The associations between HIF-1α and the leptin system identified by us in this study confirm the results obtained by Cascio et al. (2008), Bartella et al. (2008) and Garofalo et al. (2006) who demonstrated that physiologic hypoxia and/or accumulation of HIF-1α due to hypoxia-mimicking conditions or stabilization of HIF-1a by growth factors can stimulate leptin and/or ObR expression in breast cancer cells [34, 36, 37].
According to our knowledge, the present analysis is the first to reveal a positive correlation between HIF-1α and leptin, as well as between HIF-1α and ObR not only in primary tumors, but also in metastasis [31, 33, 34, 36–38]. We reported analogous associations in human colorectal cancer . Cumulatively, present and previous data suggest the involvement of tissue hypoxia in the stimulation of leptin and ObR expression in human cancers [28, 30, 34]. The overexpression of the leptin system could lead to leptin-enhanced tumor growth and progression under hypoxic conditions.
One of the features of breast cancer progression is the development of resistance to hormonal therapy. The possible mechanism of this phenomenon could be related to differential ER expression in metastatic and primary sites, as described by us before . Our present study suggests that tumor malignancy might correlate with loss of ERα expression. Indeed, hypoxia could induce ERα downregulation via proteasome-dependent pathway [48, 49]. Cho et al. (2005) suggested that ERα downregulation under hypoxic conditions in human breast cancer involves protein interactions between ERα and HIF-1α .
Negative correlation between Glut-1 and ERα found in this study suggests that loss of ERα in breast cancer is associated with overexpression of Glut-1, which could facilitate proliferation, survival and possibly progression and dedifferentiation of cancer cells [51, 52].
In contrast to ERα, we noted a positive correlation between ERβ and hypoxia markers HIF-1α, Glut-1. Our observations are consistent with results of Cordadini et al. (2004), who reported that hypoxic conditions upregulated ERβ protein levels in breast cancer cells . Moreover, sequence analysis of the ERβ promoter region contains specific sequence for HRE, which might explain coexpression of ERβ and HIF-1α.
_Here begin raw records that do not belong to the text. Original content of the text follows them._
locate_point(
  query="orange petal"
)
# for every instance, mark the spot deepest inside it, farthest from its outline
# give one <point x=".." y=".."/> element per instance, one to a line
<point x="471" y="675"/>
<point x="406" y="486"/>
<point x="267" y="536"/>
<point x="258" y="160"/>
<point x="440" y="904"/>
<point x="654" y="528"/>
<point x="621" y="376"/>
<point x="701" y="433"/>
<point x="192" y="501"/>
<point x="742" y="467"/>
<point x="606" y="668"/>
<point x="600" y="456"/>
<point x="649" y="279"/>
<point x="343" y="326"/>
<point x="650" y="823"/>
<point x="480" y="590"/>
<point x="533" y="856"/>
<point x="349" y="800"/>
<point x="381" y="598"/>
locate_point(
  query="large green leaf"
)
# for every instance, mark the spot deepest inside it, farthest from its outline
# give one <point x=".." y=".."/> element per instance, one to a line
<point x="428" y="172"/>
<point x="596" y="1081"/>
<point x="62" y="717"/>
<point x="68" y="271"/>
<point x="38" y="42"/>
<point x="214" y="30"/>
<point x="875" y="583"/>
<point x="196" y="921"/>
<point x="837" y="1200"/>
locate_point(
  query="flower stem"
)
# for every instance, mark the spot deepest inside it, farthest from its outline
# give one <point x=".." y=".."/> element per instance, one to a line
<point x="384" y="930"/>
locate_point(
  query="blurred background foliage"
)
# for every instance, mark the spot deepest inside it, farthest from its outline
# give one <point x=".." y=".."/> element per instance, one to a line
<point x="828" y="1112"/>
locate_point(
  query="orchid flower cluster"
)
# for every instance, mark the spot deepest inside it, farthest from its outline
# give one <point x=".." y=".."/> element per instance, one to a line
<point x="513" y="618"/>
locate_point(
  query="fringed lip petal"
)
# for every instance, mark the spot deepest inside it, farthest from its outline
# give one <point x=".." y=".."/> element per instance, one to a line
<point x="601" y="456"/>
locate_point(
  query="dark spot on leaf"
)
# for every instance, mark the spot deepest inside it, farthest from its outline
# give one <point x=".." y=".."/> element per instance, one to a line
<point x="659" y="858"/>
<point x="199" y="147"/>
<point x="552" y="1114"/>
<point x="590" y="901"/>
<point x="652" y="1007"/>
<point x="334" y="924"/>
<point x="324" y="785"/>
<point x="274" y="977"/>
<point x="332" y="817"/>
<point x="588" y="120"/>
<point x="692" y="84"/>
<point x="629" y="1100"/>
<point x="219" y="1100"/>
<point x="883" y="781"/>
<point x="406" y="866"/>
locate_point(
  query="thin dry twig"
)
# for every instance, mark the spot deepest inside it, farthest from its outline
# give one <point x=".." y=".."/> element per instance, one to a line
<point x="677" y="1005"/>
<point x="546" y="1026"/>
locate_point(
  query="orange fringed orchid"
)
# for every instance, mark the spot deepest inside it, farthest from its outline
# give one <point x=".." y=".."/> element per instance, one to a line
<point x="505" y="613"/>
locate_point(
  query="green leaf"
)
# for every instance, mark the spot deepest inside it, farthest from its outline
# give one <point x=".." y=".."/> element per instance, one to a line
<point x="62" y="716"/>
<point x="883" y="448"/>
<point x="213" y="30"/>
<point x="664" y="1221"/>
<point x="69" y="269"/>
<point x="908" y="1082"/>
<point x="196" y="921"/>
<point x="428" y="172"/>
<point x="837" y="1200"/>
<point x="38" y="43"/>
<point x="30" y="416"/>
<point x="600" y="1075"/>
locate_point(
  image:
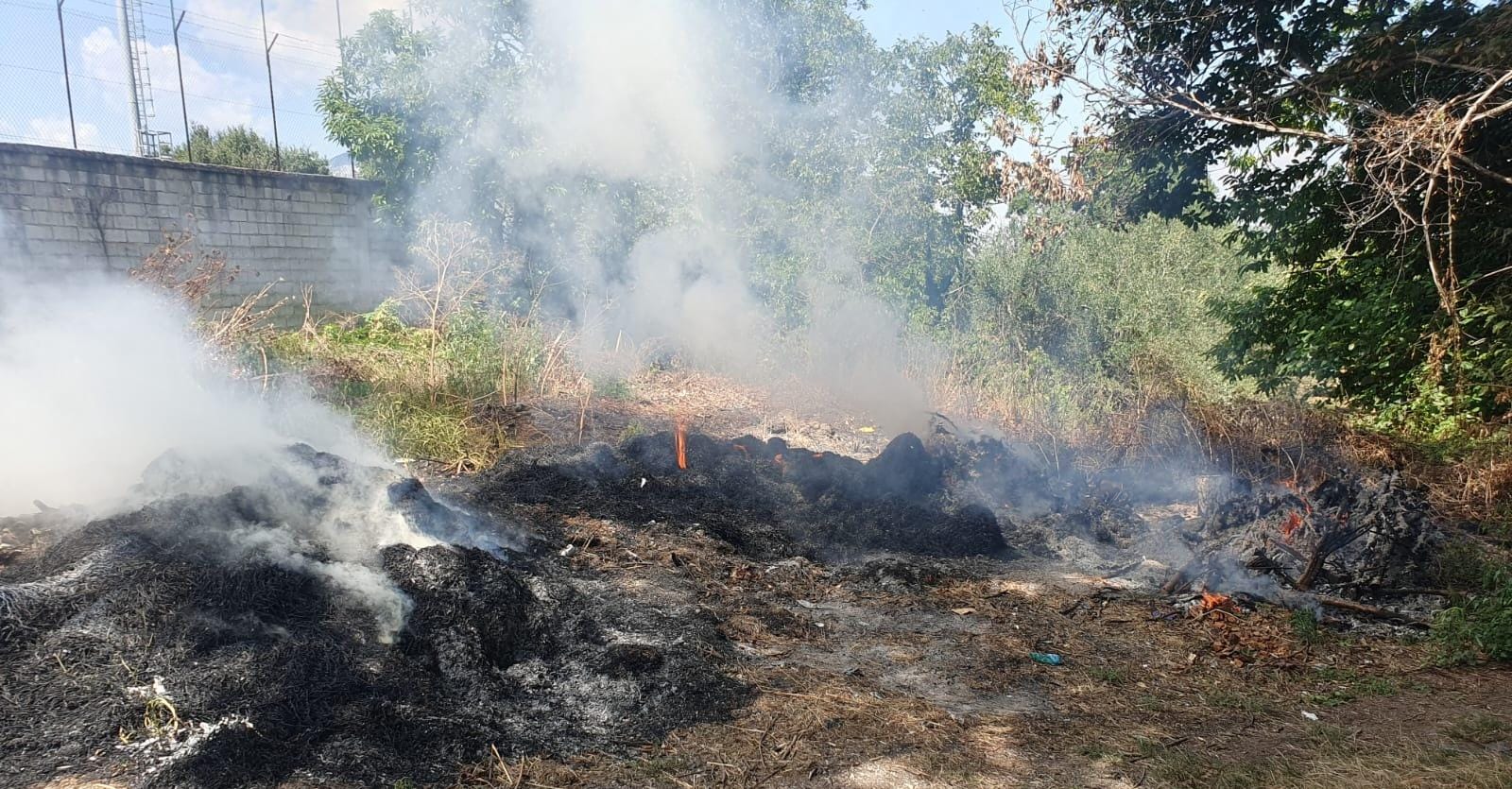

Although preoperative chemotherapy is an integral part of management of patients with advanced breast cancer, its impact on cancer biomarkers and their interrelationships in primary and metastatic tumors is poorly recognized. Our study clearly suggest that preoperative chemotherapy alters the expression of and relationships among several hypoxia-related proteins, specifically, HIF-1α and leptin in primary and metastatic tumors, HIF-1α and ObR in metastatic tumors, HIF-1α and Glut-1 in primary tumors; Glut-1 and ERβ in primary tumors; Glut-1 and Ki-67 in primary and metastatic tumors. These data are reminiscent of previous observations pointing to differential expression of ERα, ERβ and Ki-67 expression in metastatic breast cancer versus primary cancer, and significant influence of preoperative chemotherapy on these biomarkers [40, 43, 54–56].